30/09/2006 - 14:09:31
Iran’s second cloned lamb is still alive half a day after its birth - a record for the survival of an animal cloned by the country’s scientists, a research official said today.

The male lamb was delivered by caesarean and is still alive more than 12 hours later, according to Dr Mohammed Hossein Nasre Isfahani, head of the Royan research institute in Isfahan.

Dr Isfahani said the animal, dubbed Royana, is recovering in an incubator because he was having difficulty breathing.

“Its condition is stable now,” he said.

“Royana was fed milk twice; once by a tube in its stomach and the second time, naturally through its mouth,” added the scientist.

In August, Iranian doctors oversaw the birth of the country’s first cloned animal – a lamb that died minutes after it was born.

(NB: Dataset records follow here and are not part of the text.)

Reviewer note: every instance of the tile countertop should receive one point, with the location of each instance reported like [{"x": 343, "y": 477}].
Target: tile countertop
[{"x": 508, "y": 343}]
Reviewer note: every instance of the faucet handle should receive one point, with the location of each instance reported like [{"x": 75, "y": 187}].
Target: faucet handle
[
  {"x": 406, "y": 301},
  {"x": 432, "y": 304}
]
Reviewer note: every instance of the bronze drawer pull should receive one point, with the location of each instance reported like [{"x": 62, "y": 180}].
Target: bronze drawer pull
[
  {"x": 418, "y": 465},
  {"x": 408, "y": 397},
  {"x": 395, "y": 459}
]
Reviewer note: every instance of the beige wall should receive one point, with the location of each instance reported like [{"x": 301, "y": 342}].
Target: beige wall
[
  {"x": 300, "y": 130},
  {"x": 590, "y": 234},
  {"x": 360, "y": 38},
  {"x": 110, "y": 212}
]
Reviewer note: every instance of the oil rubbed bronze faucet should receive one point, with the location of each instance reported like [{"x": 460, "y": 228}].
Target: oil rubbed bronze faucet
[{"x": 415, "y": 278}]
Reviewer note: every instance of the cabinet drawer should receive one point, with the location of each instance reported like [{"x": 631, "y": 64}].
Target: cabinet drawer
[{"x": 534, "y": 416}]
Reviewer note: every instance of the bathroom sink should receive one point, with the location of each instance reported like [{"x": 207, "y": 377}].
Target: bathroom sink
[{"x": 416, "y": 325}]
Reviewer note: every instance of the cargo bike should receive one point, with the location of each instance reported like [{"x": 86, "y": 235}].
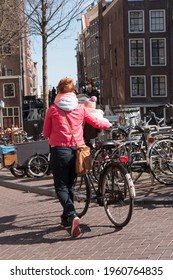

Future experiments in genetics and stem cell research – using animal cells – are planned.

The Islamic regime wants Iran to become a regional centre for medical, aerospace and nuclear technology – which has led to an international showdown over Western claims that it wants to develop atomic weapons.

Dr Isfahani said the sheep implanted with the cloned embryo was doing well following the birth.

The research team plans to publish the findings of its experiment in an international scientific journal, but has not decided which publication to submit them to, the head of the research centre said.

Iranian researchers in Tehran and Isfahan plan additional cloning experiments in the coming months.

Iran’s Shiite Muslim religious leaders backed the programme by issuing religious decrees authorising animal cloning but banning such experiments with humans.

A majority of Iran’s nearly 70 million people are Shiites who comprise about 15% of the world’s 1.2 billion Muslims.

Many Sunni Muslim clerics in other Islamic countries, however, have spoken against cloning in any form.

British scientists made international headlines a decade ago with Dolly the cloned sheep. Since then, rapid progress in stem cell research and genetics have raised widespread debates about ethics and the boundaries of medicine.

Scientists say cloning sheep and other animals could lead to advances in medical research, including using cloned animals to produce human antibodies against diseases.